# Time Shifting, Reversal and Delay

For a signal, $$s(t)$$ undergoing multiple transformations of time scaling, reversal and delay, how should I approach the problem of finding the resultant output signal?

$$s\left(\pm \frac{t-t_0}{T}\right)$$

My approach of the problem was to

1. First, shift the signal by $$t_0$$ (moving it right if $$t_0>0$$ and moving it left if $$t_0<0$$)
2. Second, scale the signal by $$T$$ (expand the signal if $$T>1$$ and compress the signal if $$T<1$$)
3. Third, flip/no-flip the signal around the value $$t_0$$ (Flip the signal if -ve signal is time is -ve and No Change if time is +ve).

As Robert pointed out in the the comments, this is not true. The operations are not commutative.

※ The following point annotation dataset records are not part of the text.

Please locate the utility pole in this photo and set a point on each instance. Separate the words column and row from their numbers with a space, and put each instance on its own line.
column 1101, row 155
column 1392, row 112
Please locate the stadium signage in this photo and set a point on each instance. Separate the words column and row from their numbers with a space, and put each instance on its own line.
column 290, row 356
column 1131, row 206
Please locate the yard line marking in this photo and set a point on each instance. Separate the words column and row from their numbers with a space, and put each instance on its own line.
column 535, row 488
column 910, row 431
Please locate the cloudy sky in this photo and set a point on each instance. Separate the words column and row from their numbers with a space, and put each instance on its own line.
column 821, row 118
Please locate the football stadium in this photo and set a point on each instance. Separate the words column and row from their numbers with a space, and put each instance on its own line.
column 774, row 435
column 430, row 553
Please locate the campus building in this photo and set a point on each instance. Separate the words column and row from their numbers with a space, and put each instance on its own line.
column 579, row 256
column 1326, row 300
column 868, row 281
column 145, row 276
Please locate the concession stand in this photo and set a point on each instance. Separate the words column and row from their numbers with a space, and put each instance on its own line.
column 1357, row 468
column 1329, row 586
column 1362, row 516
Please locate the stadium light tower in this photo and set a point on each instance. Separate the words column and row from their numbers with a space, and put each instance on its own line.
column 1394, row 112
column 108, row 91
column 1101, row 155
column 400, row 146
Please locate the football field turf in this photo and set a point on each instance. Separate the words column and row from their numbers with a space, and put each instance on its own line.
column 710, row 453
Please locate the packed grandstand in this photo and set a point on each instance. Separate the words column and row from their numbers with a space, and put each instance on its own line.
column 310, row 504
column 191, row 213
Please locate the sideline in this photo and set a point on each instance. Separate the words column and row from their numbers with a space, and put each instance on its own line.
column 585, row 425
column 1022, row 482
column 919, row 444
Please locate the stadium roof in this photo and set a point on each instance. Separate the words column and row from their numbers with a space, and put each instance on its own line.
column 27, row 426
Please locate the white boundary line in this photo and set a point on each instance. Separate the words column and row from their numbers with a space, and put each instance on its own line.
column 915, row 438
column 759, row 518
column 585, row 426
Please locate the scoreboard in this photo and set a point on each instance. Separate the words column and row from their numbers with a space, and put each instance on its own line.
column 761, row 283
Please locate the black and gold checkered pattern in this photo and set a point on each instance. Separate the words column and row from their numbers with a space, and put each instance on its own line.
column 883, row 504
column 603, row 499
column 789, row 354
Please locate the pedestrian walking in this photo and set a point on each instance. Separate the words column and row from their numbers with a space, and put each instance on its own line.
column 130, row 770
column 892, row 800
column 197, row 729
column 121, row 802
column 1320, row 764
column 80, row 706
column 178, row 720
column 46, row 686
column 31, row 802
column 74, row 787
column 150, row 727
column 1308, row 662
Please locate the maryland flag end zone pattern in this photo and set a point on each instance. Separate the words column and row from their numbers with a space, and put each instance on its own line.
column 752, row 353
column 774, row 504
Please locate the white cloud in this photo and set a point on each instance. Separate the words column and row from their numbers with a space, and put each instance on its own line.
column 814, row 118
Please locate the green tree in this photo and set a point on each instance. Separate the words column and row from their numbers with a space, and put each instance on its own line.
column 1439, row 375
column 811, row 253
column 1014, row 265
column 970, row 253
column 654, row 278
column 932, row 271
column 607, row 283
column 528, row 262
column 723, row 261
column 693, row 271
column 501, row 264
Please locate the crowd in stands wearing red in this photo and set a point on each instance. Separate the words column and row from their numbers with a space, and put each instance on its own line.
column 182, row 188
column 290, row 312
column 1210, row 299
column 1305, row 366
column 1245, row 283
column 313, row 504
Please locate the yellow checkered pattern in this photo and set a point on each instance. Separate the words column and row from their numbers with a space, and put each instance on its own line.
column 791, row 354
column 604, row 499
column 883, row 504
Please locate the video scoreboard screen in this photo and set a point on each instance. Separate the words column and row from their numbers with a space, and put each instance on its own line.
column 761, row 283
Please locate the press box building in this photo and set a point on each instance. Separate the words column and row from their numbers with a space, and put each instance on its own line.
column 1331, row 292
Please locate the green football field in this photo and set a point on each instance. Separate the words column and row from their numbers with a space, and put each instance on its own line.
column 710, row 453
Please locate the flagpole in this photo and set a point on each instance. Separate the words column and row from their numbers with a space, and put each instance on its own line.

Thus, the order of reversal operations can only be guessed.

Initial Answer below - NOT CORRECT

All the operations are commutative, the order in which you employ them is irrelevant.

• That is not exactly true. Offset by $\tau$ followed by reversal or scaling by $\alpha$ is not the same as scaling first followed by offset. Commented Jan 14, 2022 at 18:26
• You are rights of course.
– Max
Commented Jan 14, 2022 at 18:54